As a preferred embodiment of the present invention: s6 is specifically as follows: first, the first step: the generated flue gas needs to be extracted after being extracted, the extraction is realized by means of the placement of a specific flame spraying atomizing material direct flame spraying head, the extraction is realized by adopting the flame spraying head according to the position of a 2-tonnage steam boiler, the spraying conversion is realized after the high-temperature steam is atomized according to the structures of various boilers, then the connection is realized after the steam boilers are communicated, the communication is realized along the built-in atomizing material realizing the spraying communication structure, the inner and outer air replacement of the gas is realized above an upper draught fan and a lower draught fan in the communication state of the steam boiler, the purification conversion is realized after the corresponding gas replacement for the connection is converted into a specific connected area, the exhaust is realized along the position of a chimney under the rapid extraction state of a specified draught fan, and in addition, the internal and external conversion of the gas is realized on the stage of the internal and external purification of the steam boiler.

Compared with the prior art, the invention has the following beneficial effects:

1) The special process of throwing and processing the biomass thermal cracking material can provide 50 tons of steam per hour for enterprises for industrial production, effectively completes carbonization in terms of cost saving and efficiency improvement according to the transmission aspect of an auger, realizes double-carbon emission reduction, provides clean energy for enterprises, links energy sources and tension, reduces the production cost of the enterprises, realizes carbon gas co-production by utilizing local waste straws, completes low-price air source supply, and in addition, a drying area in the scheme cools the gas generated by atomization of the gas after being put in according to the water vapor, and enables the implementation of connection and differentiation of biological violent decomposition in the replacement stage of the completion temperature;

2) The 30 gasifiers arranged in the carbon gas co-production workshop can be used for producing 30 2 ton steam boilers, the modular design is convenient for realizing the quick installation of various modules, raw materials are saved, the efficiency is maximized, 7 ten thousand tons of straws are processed annually, the biomass thermal cracking carbonization treatment is formed, the splicing is realized by means of corresponding assembly structures, and the carbonization treatment for biological thermal cracking is realized by means of the splicing structures of various components;

3) The corresponding external oxidation area is used as a joint ring in carbonization engineering, is used for forming an oxidation burning reaction of a feeding area of pyrolysis materials, achieves carbonization reduction, finally slides to a carbonization chamber, returns to the position of a blanking auger after being fed by the area of the blanking auger, is directly fed into the position of the blanking auger, is put into a carbon filling hopper to realize the placement, realizes the environmental benefit of the materials at the position of the carbonization chamber by adopting the carbonization reduction position, can reduce the emission of CO2 by about 4 ten thousand tons each year, reduces the atmospheric pollution, and realizes the carbon gas CO-production by using a biomass gasification system in the long term, thereby realizing the waste utilization, reducing the atmospheric pollution and other future social environmental protection values.

Drawings

The accompanying drawings are included to provide a further understanding of the invention and are incorporated in and constitute a part of this specification, illustrate the invention and together with the embodiments of the invention, serve to explain the invention.
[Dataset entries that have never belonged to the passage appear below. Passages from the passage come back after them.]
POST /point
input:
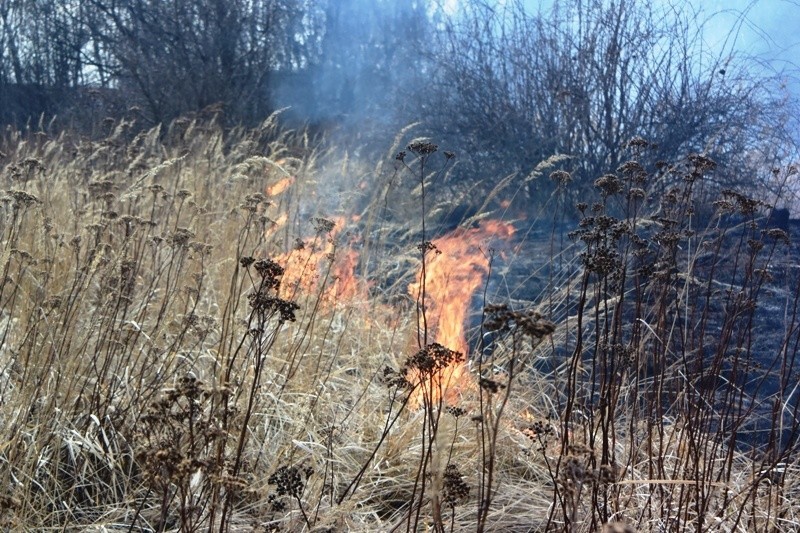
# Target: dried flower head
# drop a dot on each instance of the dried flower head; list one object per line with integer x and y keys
{"x": 422, "y": 148}
{"x": 454, "y": 489}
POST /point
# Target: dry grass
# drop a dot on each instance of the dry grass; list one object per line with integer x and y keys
{"x": 157, "y": 374}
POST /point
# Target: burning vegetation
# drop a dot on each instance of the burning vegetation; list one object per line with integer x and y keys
{"x": 180, "y": 351}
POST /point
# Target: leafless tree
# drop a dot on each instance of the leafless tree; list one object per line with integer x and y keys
{"x": 515, "y": 87}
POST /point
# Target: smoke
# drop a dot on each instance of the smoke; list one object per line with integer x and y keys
{"x": 368, "y": 63}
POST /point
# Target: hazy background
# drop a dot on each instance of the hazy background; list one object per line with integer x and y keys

In the drawings:

FIG. 1 is a schematic flow chart of the present invention;

FIG. 2 is a schematic diagram of step S2 in the present invention;

FIG. 3 is a schematic diagram of the structure of the external condenser of the step S2 of the present invention;

FIG. 4 is a flow chart of step S3 of the present invention;

FIG. 5 is a schematic flow chart of the S5-S6 of the invention;

FIG. 6 is a flow chart of the step S6 of the present invention;

FIG. 7 is a schematic flow chart of the carbonization co-production step system of the present invention.

Detailed Description

Referring to fig. 1-7, the present invention provides the following technical solutions: the invention is further described in connection with the following detailed description, in order to make the technical means, the creation characteristics, the achievement of the purpose and the effect of the invention easy to understand.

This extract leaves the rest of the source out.